Cuticula tries to provide a smart and customizable pipeline for preprocessing
data for machine learning tasks. Clean preprocessing methods for the most
common type of data, makes preprocessing easy. Cuticula offers a pipeline of
Modifiers and Transformers to turn non-numeric data into a safe and consistent
numeric output in the form of Collenchyma's SharedTensor. For
putting your preprocessed data to use, you might like to use the Machine
Learning Framework Leaf.
For more information see the Documentation.
Cuticula exposes several standard data types, which might need a numeric transformation in order to be processed by a Machine Learning Algorithm such as Neural Nets.

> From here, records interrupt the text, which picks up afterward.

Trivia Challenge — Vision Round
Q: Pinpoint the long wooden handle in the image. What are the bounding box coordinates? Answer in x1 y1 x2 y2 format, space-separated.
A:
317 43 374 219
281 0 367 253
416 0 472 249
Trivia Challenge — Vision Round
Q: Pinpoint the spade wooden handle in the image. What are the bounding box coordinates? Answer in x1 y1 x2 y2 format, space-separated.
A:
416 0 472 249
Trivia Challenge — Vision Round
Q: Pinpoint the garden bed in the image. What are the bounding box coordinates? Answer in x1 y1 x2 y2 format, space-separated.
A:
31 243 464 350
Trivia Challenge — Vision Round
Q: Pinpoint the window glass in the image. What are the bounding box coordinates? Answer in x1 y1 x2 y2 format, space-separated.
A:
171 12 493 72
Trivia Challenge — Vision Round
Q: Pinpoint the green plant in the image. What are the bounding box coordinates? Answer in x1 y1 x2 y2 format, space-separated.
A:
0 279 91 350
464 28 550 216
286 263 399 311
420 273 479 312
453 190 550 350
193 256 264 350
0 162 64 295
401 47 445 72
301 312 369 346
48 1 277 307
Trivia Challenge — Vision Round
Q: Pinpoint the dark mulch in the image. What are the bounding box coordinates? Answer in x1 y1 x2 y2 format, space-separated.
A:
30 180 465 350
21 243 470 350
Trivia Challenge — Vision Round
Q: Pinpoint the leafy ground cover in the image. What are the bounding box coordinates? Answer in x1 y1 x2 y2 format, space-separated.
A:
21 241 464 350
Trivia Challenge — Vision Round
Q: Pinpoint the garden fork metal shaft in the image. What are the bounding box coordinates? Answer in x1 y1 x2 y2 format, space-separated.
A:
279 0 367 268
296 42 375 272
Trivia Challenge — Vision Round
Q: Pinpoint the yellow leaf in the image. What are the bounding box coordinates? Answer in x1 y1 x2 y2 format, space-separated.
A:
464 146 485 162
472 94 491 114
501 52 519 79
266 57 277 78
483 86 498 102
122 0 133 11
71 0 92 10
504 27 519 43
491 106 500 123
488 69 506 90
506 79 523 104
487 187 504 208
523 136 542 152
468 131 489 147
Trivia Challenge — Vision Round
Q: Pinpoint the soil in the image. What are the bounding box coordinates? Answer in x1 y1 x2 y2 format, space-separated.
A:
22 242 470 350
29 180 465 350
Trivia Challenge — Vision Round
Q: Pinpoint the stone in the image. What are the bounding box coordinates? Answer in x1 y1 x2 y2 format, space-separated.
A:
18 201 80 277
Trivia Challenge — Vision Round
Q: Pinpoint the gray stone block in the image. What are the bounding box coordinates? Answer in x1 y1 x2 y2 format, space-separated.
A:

Data Types can be modified through Modifiers. This provides a coherent interface, allowing for custom modifiers. You can read more about custom modifiers further down. First, an example of a Data Type modification:
let mut data_type = Image { value: ... }
data_type = data_type.set((ModifierOne(param1, param2), ModifierTwo(anotherParam));
image.set(Resize(20, 20))
After one, none or many modifications through Modifiers, the Data Type can then
finally be transformed into a SharedTensor
(numeric Vector). Taking data_type from the above example:
// the Vector secures the correct shape and capacity of the final SharedTensor
let final_tensor = data_type.transform(vec![20, 20, 3]).unwrap();
These are the data types that cuticula is currently addressing. For most of
them are basic Modifiers and Transformers already specified.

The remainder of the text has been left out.